The kids always had a problem with it, which was why Pippen and Frodo would get out. You had to slide a pin over from the gate to get it to latch, but in order to do that, you had to lift the gate up with your toe so the pin would slide correctly. I worked on it for weeks and thought I had it fixed, then it would break. I finally put a new hinge on it, securing it with huge, black screws. It worked, and from the angle this picture is taken, it looks like it's still there, though still leaning downhill.

There are memories that run the length of fences. Overgrown echoes of the past that sprout like weeds around our lives. Some are split rail memories we can easily see through. Some are made of bricks and can't be penetrated. Some memories are built to keep things in. Others try to keep things out.
I used to stand by our fence and talk with neighbors, just sharing life with a certain ease. No hurry. Kind of like what we try to do with the radio program.

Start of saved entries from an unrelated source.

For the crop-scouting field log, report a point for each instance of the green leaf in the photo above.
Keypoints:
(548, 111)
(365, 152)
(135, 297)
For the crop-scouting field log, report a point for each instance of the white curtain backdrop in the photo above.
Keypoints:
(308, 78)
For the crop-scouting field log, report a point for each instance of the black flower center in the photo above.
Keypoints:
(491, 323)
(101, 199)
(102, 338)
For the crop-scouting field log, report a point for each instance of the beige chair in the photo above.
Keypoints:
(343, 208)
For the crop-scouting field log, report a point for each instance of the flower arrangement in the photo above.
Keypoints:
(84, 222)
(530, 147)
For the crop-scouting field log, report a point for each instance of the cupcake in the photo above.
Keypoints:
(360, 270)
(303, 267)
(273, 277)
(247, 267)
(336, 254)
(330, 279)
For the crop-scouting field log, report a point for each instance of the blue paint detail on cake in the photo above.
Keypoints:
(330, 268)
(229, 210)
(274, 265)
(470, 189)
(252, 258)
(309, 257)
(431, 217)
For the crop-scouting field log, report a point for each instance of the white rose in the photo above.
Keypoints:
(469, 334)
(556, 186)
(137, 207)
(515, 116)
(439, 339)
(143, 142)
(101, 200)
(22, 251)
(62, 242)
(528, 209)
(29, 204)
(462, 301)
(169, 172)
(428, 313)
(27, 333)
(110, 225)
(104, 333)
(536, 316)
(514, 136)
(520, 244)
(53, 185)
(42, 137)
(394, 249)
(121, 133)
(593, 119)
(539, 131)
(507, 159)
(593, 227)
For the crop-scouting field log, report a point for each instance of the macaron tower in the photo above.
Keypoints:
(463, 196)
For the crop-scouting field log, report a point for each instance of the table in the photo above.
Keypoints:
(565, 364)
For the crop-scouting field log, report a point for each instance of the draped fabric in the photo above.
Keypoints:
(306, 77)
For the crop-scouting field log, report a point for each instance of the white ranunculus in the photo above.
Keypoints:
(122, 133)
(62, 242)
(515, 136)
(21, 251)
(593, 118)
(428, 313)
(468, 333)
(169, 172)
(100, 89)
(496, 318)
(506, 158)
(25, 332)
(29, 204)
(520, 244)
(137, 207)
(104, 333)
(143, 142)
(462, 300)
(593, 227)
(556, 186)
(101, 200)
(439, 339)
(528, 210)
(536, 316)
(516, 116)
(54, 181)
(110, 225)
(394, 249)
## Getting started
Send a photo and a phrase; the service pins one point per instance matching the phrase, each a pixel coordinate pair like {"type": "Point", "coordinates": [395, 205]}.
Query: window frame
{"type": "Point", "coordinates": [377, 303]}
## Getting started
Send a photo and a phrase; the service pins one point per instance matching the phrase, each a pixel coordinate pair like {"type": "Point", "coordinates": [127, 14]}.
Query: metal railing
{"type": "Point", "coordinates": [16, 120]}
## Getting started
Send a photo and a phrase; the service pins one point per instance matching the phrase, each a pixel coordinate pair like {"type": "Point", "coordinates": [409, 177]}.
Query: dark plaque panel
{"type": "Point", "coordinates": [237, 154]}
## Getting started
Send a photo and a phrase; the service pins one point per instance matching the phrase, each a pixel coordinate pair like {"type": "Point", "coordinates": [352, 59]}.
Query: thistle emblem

I had no idea what was coming toward us as I stood by the fence of my life. I couldn't see that far. Sometimes fences make good vantage points. Sometimes they block the view.

The last time I was in the back yard, Ebony, our neighbor's big, black dog barked. There was a plaintive nature to her voice, as if she knew something had happened. Dogs have an instinct about such things, I think. Maybe fences do, too.